The LCFS was adopted in 2007 as part of a larger climate mitigation package (A.B. 32). O'Neill said California has the latitude to enact tough clean air standards under the federal Clean Air Act, but said nothing in any federal legislation authorizes the CARB to violate the Commerce Clause.

Separately, O'Neill found that state’s fuel standard specifically discriminated against out-of-state corn ethanol, also in violation of the Commerce Clause, because it assigns more favorable carbon intensity values to California corn-derived ethanol than ethanol derived from corn coming from other states.

In a joint statement issued last week, the Renewable Fuels Association and trade group Growth Energy, who are both plaintiffs in the case, said California “overreached” in creating the standard, calling the LCFS “unconstitutionally punitive for farmers and ethanol producers outside of the state's border.”

The two industry groups said they hope that “California regulators will come back to the table to work on a thoughtful, fair, and ultimately achievable strategy for improving our environment by incenting the growth and evolution of American renewable fuels.”

The delay in implementing the LCFS is privately recognized by state biodiesel and advanced biofuel interests as a setback. Biodiesel and next-generation biofuels are regulated favorably under the standard compared to conventional corn ethanol. State biodiesel industry leaders have said they expected their fuel go a long way toward meeting the standard’s requirements in the first few years.

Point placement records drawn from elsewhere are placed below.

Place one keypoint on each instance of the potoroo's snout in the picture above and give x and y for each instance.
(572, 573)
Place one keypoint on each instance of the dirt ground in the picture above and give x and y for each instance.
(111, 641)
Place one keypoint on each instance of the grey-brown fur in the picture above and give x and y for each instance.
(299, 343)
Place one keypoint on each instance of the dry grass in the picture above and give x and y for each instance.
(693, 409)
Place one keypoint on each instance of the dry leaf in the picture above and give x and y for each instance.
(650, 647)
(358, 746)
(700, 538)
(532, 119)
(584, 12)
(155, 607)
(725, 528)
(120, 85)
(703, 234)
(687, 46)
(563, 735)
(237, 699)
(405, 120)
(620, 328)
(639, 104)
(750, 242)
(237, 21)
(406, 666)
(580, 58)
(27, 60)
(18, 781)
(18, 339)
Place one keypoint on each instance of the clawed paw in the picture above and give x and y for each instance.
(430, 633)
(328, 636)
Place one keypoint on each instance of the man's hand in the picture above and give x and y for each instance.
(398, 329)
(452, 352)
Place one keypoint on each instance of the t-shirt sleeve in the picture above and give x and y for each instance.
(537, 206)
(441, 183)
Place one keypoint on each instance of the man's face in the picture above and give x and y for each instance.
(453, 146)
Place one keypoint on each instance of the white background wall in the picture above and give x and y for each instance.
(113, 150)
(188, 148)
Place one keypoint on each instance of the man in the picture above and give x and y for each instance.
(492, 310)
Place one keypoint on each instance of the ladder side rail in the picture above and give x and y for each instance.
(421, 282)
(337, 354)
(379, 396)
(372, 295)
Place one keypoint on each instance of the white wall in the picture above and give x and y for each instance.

Another special interest, the Brazilian sugarcane ethanol industry, which filed as a friend of the court in support of the LCFS, could also be affected by a delay in implementing the standard. The CARB fuel rule allows that sugarcane ethanol generates far more credits for compliance than corn ethanol, making the primarily Brazilian product a preferable fuel alternative to domestically produced corn ethanol under the state standard.

As the Renewable Fuel Association’s Geoff Cooper, a vice president for research and analysis, recently pointed out in a blog, California imports sugarcane ethanol from Brazil rather than corn ethanol from Nebraska or Kansas; and in turn, corn ethanol from the Midwest travels to Houston or Galveston via rail, then is shipped to Brazil via tanker to “backfill” the volumes they sent to the United States. Cooper cited this “ethanol shuffle” as posing the “irony of a tanker full of U.S. corn ethanol bound for Brazil passing a tanker full of cane ethanol bound for Los Angeles or Miami along a Caribbean shipping route. Remember, this is all being done in the name of reducing GHG emissions.”